Re: [linux-audio-dev] CSL-0.1.2 Release



>I'd define "to abstract" as to find a model that can describe correctly
>the underlying reality.

Thats not the way I am using it in the current context. Abstracting
computer audio for applications means (to me) removing all specific
details about audio hardware and presenting a model that appropriately
enables them to do what they need to do. The current state of Linux
audio applications and their dependence on audio parameters is a
direct result of OSS; it is *not* a reflection of the only way to
write audio software. The fact that applications care about things
like 16bit samples versus 24bit samples is just one example of this
effect. 

>ALSA API *is* an abstraction suitable for PCM streams (hardware,
>software, network oriented, etc.). Probably not the best doable (and I'm
>very interested in improvements), but likely one of best available.

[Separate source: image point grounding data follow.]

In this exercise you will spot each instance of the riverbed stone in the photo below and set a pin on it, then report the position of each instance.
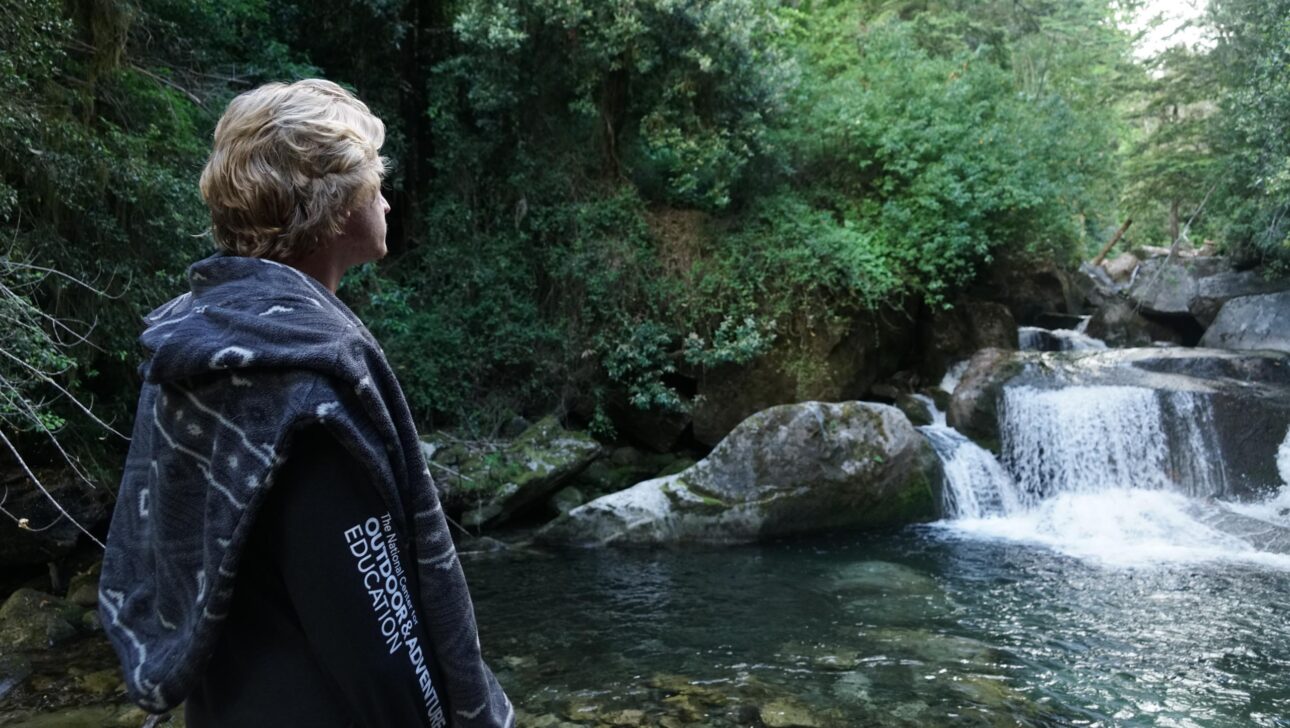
(1119, 323)
(1253, 323)
(31, 620)
(1168, 285)
(786, 713)
(791, 469)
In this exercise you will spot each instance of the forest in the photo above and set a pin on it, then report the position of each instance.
(587, 195)
(643, 226)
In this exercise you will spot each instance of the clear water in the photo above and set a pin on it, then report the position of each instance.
(926, 626)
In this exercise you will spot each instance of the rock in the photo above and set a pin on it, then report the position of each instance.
(13, 670)
(625, 718)
(40, 545)
(1253, 323)
(83, 587)
(30, 620)
(974, 408)
(828, 362)
(658, 430)
(915, 409)
(524, 473)
(790, 469)
(787, 714)
(1030, 289)
(606, 476)
(955, 334)
(1214, 291)
(1120, 324)
(1166, 287)
(1121, 267)
(566, 500)
(102, 683)
(1248, 396)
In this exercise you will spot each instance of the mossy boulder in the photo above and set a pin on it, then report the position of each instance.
(974, 409)
(791, 469)
(525, 471)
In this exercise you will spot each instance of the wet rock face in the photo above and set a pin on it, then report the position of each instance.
(790, 469)
(827, 362)
(1214, 292)
(1119, 323)
(30, 620)
(953, 334)
(1253, 323)
(974, 408)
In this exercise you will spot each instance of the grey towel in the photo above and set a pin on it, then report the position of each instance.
(253, 353)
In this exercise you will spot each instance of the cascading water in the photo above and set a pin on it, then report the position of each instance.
(977, 485)
(1121, 475)
(1101, 438)
(1033, 338)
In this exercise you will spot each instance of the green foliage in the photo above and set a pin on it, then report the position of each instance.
(1253, 131)
(1171, 165)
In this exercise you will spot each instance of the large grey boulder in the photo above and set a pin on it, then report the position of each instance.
(953, 334)
(790, 469)
(1119, 323)
(1166, 287)
(1215, 291)
(1253, 323)
(1246, 396)
(828, 360)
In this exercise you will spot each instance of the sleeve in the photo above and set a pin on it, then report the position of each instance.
(338, 554)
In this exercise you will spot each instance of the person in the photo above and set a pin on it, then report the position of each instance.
(277, 554)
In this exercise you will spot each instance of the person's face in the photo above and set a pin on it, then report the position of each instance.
(364, 235)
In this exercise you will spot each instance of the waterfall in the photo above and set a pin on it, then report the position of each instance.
(977, 485)
(1086, 439)
(1099, 438)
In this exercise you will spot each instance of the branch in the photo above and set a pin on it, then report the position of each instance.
(47, 493)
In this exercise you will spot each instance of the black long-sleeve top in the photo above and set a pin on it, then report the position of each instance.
(324, 629)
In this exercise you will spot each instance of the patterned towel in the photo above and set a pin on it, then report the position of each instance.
(253, 353)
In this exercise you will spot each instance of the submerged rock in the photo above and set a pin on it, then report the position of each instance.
(787, 714)
(790, 469)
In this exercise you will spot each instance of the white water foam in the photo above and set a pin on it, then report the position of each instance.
(1103, 474)
(1284, 460)
(1122, 528)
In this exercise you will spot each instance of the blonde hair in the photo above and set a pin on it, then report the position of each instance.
(289, 161)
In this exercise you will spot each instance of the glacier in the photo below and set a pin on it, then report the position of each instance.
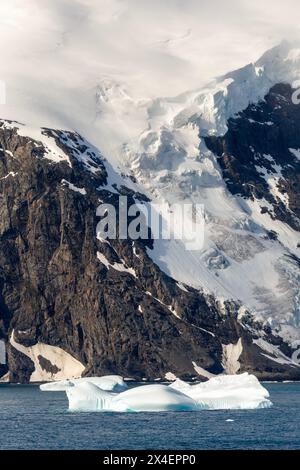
(110, 393)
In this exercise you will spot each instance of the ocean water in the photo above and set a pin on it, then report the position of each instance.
(31, 419)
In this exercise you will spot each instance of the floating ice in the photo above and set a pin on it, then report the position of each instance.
(227, 392)
(109, 383)
(223, 392)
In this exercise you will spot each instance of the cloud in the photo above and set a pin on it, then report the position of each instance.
(54, 52)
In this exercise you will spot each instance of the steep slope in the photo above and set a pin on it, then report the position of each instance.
(72, 304)
(248, 255)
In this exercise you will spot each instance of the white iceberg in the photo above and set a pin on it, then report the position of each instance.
(227, 392)
(219, 393)
(110, 383)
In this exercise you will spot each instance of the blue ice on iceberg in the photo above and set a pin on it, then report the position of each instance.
(110, 393)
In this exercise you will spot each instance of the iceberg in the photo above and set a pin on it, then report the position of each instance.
(227, 392)
(109, 383)
(110, 393)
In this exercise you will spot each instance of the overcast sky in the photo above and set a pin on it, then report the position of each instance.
(154, 47)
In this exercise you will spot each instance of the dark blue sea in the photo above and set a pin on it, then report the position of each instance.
(31, 419)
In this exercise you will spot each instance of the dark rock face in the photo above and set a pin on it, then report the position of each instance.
(257, 147)
(54, 290)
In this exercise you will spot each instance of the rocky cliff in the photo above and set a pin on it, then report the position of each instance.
(66, 295)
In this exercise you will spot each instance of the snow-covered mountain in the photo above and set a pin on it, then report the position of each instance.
(232, 146)
(171, 160)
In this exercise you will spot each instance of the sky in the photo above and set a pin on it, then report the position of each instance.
(54, 52)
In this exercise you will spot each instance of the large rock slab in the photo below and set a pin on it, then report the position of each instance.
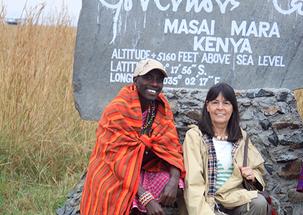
(249, 44)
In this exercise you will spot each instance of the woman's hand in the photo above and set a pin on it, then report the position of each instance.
(248, 173)
(154, 208)
(169, 193)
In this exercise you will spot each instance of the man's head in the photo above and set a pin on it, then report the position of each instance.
(148, 78)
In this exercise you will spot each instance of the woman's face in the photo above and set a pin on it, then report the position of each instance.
(220, 111)
(150, 85)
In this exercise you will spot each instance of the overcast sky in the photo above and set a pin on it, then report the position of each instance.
(14, 7)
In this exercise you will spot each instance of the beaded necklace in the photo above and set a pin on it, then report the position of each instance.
(151, 112)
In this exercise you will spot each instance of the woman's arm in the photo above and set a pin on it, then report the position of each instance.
(194, 191)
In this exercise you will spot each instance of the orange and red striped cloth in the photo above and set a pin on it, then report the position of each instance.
(114, 167)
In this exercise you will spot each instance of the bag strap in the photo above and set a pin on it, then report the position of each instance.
(245, 151)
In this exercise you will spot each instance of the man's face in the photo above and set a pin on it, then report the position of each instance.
(150, 85)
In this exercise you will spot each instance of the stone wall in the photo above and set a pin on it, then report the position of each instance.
(275, 127)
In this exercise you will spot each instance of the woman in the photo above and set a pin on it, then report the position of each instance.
(213, 155)
(137, 161)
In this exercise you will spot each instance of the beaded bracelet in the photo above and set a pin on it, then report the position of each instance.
(145, 198)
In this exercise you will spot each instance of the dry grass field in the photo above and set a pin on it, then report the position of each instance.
(44, 145)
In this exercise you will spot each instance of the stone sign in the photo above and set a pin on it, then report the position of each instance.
(248, 44)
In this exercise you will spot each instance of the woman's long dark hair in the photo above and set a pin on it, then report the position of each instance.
(233, 127)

Yes, I agree with this. But I don't think that PCM streams as
presented by ALSA are the right model for computer audio.

>Your model describes a partial reality, a too partial reality in my
>opinion.

Your model describes a world that has already been shown to be full of
problems and complexity. Other *existing* models that are as simple as
the one I propose have been shown to work for much more powerful audio
applications than we have on Linux at the present time.

>Not if this part is not mandatory but used only when needed.
>
>I explain better: 
>- an object has zero or more properties
>- a property has a set of accepted values
>- the object client may manipulate this set
>- each object has a policy to choose for each property a value from its
>current set
>
>As you see:
>- objects don't need to have properties
>- clients are not forced to cope with properties (also if object has
>some)
>
>I hope to have undermined your stainless belief.

You have not.

The model for audio on Linux that I would like to see evolve is one in
which there are no properties to be manipulated by ordinary
applications. There are ports on which data is delivered in a standard
format (99% of the time) using ordinary language constructs (variable
assignment and pointer walking, for example). There are callbacks to
deal with the conditions that an application may need to know about
(data ready/required, buffer size changed, sample rate changed;
possibly xrun).

There is one class of application, which I'll call an "engine" which
does need to interact with objects that have mutable properties (such
as objects representing/controlling audio hardware). An application in
the "engine" class drives all other applications via a callback
model (which supports both in-process and out-of-process callbacks).

Properties such as sample format, channel count, interleaving,
stop/start, xrun handling, sample rate, and so on are the concern
solely of the engine. Non-engine applications do not control them,
cannot control and do not care about them. The only exception is
discovering (not control) the sample rate, since that is integral to
the temporal nature of audio data.

Finally, I also support a world in which the ALSA "shm" PCM device
interoperates fully with an "engine", so that programmers who for some
reason choose to make their life more complex can still see their
programs run when an engine is in charge of the audio h/w (and
obviously, when an engine is not, too).

In the last couple of weeks, I have gained a religious fervour about
this. I strongly believe that the model represented by ALSA is a
superb design for a HAL (including its role as a "S(oftware)AL" too).
At the same time, I consider ALSA is too rooted in h/w based concepts
to be the right general audio API to take Linux into the future. Any
such API would still use ALSA as an underlying layer, but would not
expose it (ALSA) to anything except the engine class of applications
(and even then, only a small subset of ALSA's "model").

Nothing I have said should be construed as being "anti-ALSA" - on the
contrary I am utterly in favor of ALSA in every way and cannot wait
for its adoption into the kernel. But that is very different than
saying that I am in favor of applications being written to use ALSA as
the API for audio (or OSS or aRrts or CSL or SDL or ...).